皆さん裏方のお仕事を支えてきた方達ばかりなので、お客様の前で話せるかどうか心配されていましたが、客席からの熱視線に囲まれて、終始和やかなムードでトークを行なうことができました。皆さん撮影時に作ったジャンパーを着てきてくださったり、監督や出演者からいただいたものを大切に持ってくてくださるなど、お客さんへのサービス精神に溢れ、かつスタッフ間のチームワークの強さも感じることができました。

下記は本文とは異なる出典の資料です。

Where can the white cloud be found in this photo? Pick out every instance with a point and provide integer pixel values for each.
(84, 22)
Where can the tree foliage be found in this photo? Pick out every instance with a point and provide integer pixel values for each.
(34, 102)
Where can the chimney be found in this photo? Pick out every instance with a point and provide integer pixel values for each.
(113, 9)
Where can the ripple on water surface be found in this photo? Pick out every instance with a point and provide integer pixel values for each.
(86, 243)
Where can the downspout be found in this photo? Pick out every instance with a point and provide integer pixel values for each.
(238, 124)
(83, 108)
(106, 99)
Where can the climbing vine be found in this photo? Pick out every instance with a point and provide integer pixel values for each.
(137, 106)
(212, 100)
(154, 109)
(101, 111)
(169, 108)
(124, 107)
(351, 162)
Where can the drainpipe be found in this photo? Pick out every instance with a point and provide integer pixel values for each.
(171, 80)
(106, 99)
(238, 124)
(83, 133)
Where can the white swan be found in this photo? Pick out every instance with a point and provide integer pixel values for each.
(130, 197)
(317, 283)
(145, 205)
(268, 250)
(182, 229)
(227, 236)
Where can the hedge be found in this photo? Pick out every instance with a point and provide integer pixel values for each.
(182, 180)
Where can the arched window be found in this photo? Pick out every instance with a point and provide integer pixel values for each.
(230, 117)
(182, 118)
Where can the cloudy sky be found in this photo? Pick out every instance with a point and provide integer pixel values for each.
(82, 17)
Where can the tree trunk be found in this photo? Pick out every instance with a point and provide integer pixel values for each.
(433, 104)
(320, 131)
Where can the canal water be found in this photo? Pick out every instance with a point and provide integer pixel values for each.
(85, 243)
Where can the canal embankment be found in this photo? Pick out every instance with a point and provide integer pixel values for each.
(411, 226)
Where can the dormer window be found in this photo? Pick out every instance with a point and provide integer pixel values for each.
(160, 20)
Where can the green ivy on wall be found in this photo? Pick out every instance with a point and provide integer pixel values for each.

ゲストの方の中には、関東近郊とはいえかなりの遠方からわざわざ鎌倉まで足を運んでくださった方もおり、トークを少しでも良くしようと力を合わせてくださったゲストの皆さまには、本当に心から感謝申し上げます。


4日のイベントでは打って変わって、学生服姿の若者たちが壇上に並びました。昔の映画を上映する機会の多い当館では兼ねてより、若い人たちに昔の映画を見てもらいたいと考えていました。今の展示のテーマである「ミステリー映画」なら興味も持ちやすいかな?ということで、ご近所さんである鎌倉学園にお声がけしたところ、快く応じてくださり、今回のコラボレーションが実現しました。


現在の部員は中高合わせて3人と少し寂しくはありますが、この談話室のために何度も何度も映画を見直したり、本やインターネットで映画の背景を調べたりと大活躍。人前で話すことへの不安や緊張はあったと思いますが、話す順番やお客さんに聞きたいことなど事前にちゃんと相談してあったので、非常に落ち着きのある態度でとても頼もしかったです。さすが、自分たちで映画を作って大会に出品しているだけあって、市川監督の編集術に関しては、○分間で○個のアングルから○個のショットを使っていると、数字を使った分析を試みており、非常に説得力がありました。
また偶然にも、大学で映画制作を学んでいる学生さんが数人映画を見にきてくれていて、市川作品の魅力や編集の凄さについて、若者たちが熱く語るという、フレッシュな光景を目撃できたことは大きな喜びでした。
「中高生から見た日本のミステリー映画の魅力」は、12月1日にも『砂の器』上映後に開催しますので、足をお運びいただけますと幸いです。